Хвост. И временная потеря памяти: была в кабине — и сразу же оказалась снаружи. Одно к одному, это…
Пальцы Насти сами собой разжались, и мушкетон выпал из ее рук.
— Подойди сюда! — резко потребовала у Германа. — Ну? Быстро! Посмотри: у меня есть что-нибудь на шее? — задрала она голову.
Немало удивленный столь стремительной переменой в настроении его собеседницы, юноша подбежал к ней, наклонившись, присмотрелся:
— Да, вроде, нет ничего… Так, черточка розовая. Будто царапина. Нет, не царапина: буквально, на глазах исчезает…
— Исчезает? — тяжело опершись на юношу — тот заботливо подставил свою руку — Настя поднялась на ноги. Перед глазами у нее все плыло, в ушах гремели предсмертные вопли бьющейся в агонии Марины. — Мне нужно в медотсек! — выговорила она, с трудом ворочая языком в пересохшем рту. — Срочно!
Излечим ли укус трутня — все-таки, это вам не с лестницы упасть?
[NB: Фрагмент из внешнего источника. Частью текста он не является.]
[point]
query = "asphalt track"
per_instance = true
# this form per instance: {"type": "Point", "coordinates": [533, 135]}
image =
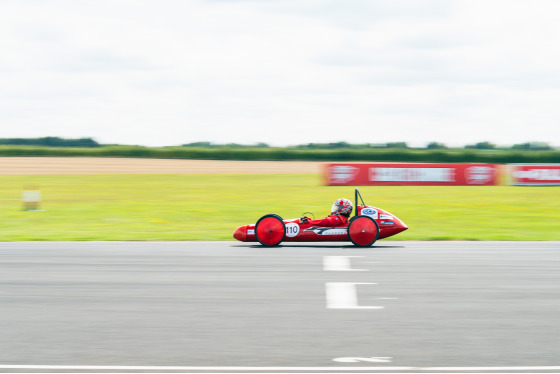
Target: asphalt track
{"type": "Point", "coordinates": [237, 307]}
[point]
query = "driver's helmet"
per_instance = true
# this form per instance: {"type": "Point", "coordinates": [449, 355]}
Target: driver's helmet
{"type": "Point", "coordinates": [342, 206]}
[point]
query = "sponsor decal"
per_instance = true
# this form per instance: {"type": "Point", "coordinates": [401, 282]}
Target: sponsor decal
{"type": "Point", "coordinates": [535, 174]}
{"type": "Point", "coordinates": [369, 212]}
{"type": "Point", "coordinates": [479, 174]}
{"type": "Point", "coordinates": [538, 174]}
{"type": "Point", "coordinates": [342, 174]}
{"type": "Point", "coordinates": [411, 174]}
{"type": "Point", "coordinates": [292, 229]}
{"type": "Point", "coordinates": [328, 230]}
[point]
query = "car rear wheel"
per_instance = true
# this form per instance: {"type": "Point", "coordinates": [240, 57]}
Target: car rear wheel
{"type": "Point", "coordinates": [270, 230]}
{"type": "Point", "coordinates": [363, 231]}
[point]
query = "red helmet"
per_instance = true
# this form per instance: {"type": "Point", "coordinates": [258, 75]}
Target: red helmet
{"type": "Point", "coordinates": [342, 206]}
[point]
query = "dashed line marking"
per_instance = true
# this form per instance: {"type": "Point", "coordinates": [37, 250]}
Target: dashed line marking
{"type": "Point", "coordinates": [342, 295]}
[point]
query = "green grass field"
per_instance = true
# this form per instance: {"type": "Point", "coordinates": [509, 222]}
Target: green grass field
{"type": "Point", "coordinates": [210, 207]}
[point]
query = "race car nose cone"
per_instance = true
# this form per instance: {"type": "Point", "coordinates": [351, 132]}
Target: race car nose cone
{"type": "Point", "coordinates": [240, 233]}
{"type": "Point", "coordinates": [400, 226]}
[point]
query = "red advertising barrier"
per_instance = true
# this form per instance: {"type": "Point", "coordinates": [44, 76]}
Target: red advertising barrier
{"type": "Point", "coordinates": [535, 174]}
{"type": "Point", "coordinates": [392, 174]}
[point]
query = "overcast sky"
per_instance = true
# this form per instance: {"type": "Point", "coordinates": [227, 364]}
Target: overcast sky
{"type": "Point", "coordinates": [282, 72]}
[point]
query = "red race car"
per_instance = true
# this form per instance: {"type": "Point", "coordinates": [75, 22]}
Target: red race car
{"type": "Point", "coordinates": [367, 226]}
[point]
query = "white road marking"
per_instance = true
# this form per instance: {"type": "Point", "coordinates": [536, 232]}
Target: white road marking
{"type": "Point", "coordinates": [279, 368]}
{"type": "Point", "coordinates": [343, 296]}
{"type": "Point", "coordinates": [363, 359]}
{"type": "Point", "coordinates": [339, 263]}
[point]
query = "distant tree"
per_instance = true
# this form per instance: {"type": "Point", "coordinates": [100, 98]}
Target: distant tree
{"type": "Point", "coordinates": [396, 145]}
{"type": "Point", "coordinates": [51, 141]}
{"type": "Point", "coordinates": [436, 145]}
{"type": "Point", "coordinates": [198, 145]}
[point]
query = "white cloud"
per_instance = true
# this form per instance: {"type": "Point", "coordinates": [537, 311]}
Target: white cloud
{"type": "Point", "coordinates": [282, 72]}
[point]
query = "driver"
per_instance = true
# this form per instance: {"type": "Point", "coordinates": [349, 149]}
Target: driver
{"type": "Point", "coordinates": [340, 212]}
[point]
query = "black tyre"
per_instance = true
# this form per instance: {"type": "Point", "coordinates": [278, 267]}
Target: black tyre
{"type": "Point", "coordinates": [363, 231]}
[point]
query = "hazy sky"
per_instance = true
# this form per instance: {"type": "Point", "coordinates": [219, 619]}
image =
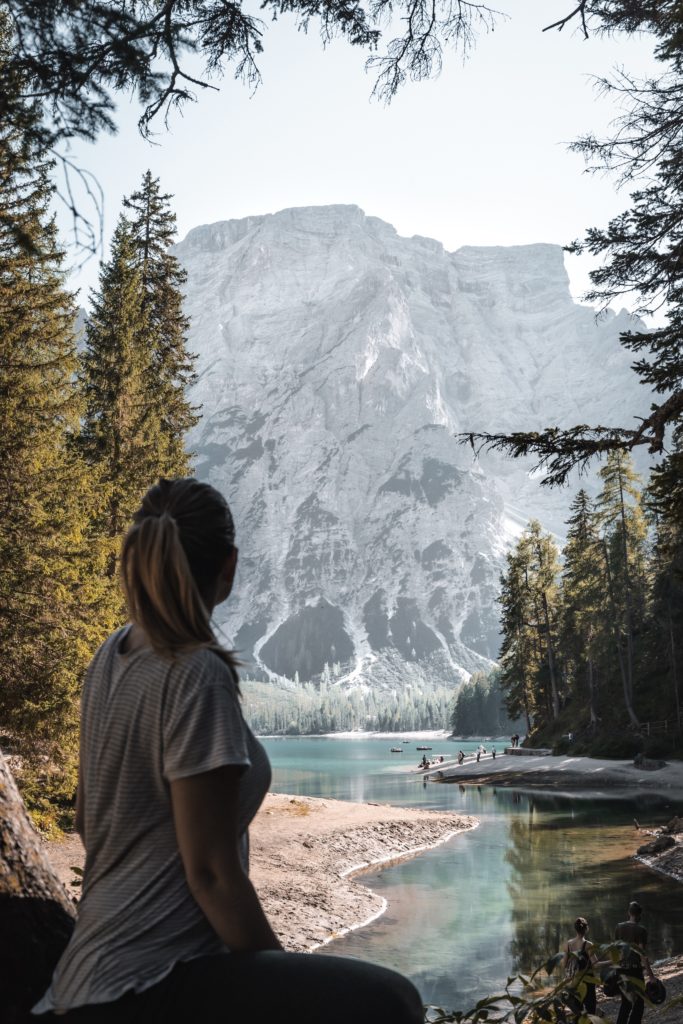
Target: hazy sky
{"type": "Point", "coordinates": [477, 157]}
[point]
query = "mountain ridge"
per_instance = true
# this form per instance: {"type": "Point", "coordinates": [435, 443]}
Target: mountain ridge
{"type": "Point", "coordinates": [337, 360]}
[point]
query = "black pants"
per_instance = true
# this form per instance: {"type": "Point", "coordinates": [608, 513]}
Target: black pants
{"type": "Point", "coordinates": [590, 1001]}
{"type": "Point", "coordinates": [631, 1013]}
{"type": "Point", "coordinates": [262, 988]}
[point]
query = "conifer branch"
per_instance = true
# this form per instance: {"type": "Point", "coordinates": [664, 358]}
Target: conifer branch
{"type": "Point", "coordinates": [560, 451]}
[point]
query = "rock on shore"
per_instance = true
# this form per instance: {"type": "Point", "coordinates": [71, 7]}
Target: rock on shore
{"type": "Point", "coordinates": [305, 855]}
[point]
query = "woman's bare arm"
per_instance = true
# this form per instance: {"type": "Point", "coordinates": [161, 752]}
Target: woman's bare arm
{"type": "Point", "coordinates": [205, 811]}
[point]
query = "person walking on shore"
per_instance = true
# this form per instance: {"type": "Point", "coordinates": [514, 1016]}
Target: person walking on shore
{"type": "Point", "coordinates": [169, 926]}
{"type": "Point", "coordinates": [633, 963]}
{"type": "Point", "coordinates": [579, 956]}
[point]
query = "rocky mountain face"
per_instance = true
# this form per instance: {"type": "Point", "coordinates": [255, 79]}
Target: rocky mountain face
{"type": "Point", "coordinates": [337, 360]}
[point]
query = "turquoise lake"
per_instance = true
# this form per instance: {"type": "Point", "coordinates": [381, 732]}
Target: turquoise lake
{"type": "Point", "coordinates": [498, 899]}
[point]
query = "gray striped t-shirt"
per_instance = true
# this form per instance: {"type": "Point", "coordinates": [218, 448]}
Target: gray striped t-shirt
{"type": "Point", "coordinates": [144, 722]}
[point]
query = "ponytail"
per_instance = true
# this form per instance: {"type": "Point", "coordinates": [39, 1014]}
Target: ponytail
{"type": "Point", "coordinates": [170, 561]}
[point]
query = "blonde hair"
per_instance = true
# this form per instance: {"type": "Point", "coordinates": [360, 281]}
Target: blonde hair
{"type": "Point", "coordinates": [170, 562]}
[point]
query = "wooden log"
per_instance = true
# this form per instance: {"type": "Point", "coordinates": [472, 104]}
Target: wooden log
{"type": "Point", "coordinates": [36, 914]}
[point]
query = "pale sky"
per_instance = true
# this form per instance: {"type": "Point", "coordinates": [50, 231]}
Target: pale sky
{"type": "Point", "coordinates": [476, 157]}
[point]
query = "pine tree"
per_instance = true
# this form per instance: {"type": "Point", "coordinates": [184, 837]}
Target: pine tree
{"type": "Point", "coordinates": [518, 655]}
{"type": "Point", "coordinates": [584, 600]}
{"type": "Point", "coordinates": [121, 435]}
{"type": "Point", "coordinates": [153, 230]}
{"type": "Point", "coordinates": [542, 580]}
{"type": "Point", "coordinates": [665, 500]}
{"type": "Point", "coordinates": [52, 606]}
{"type": "Point", "coordinates": [625, 536]}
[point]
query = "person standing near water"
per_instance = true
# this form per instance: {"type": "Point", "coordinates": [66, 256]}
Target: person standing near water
{"type": "Point", "coordinates": [633, 962]}
{"type": "Point", "coordinates": [579, 956]}
{"type": "Point", "coordinates": [169, 926]}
Ответа на этот вопрос она не знала, но, пока надежда оставалась, сдаваться не собиралась.
— Я не умею управлять этой штукой, — растерянно кивнул Герман на вездеход.
— Я умею, — заявила Настя, выпустив руку юноши и двинувшись в обход шестиколесной машины. — Садись, поехали! — последние слова она произнесла уже из кабины, с водительского сиденья. — Живо! Да, паралиатор подбери! — вспомнила она об оброненном оружии.
Подстегнутый ее хриплым окриком, Герман подхватил с травы мушкетон пулей, влетел внутрь, и еще прежде, чем хлопнула закрываемая им дверца, девушка рванула вездеход с места.
Эпилог
Трутня терзала неистовая боль, и виновником этой боли был человек по имени Герман.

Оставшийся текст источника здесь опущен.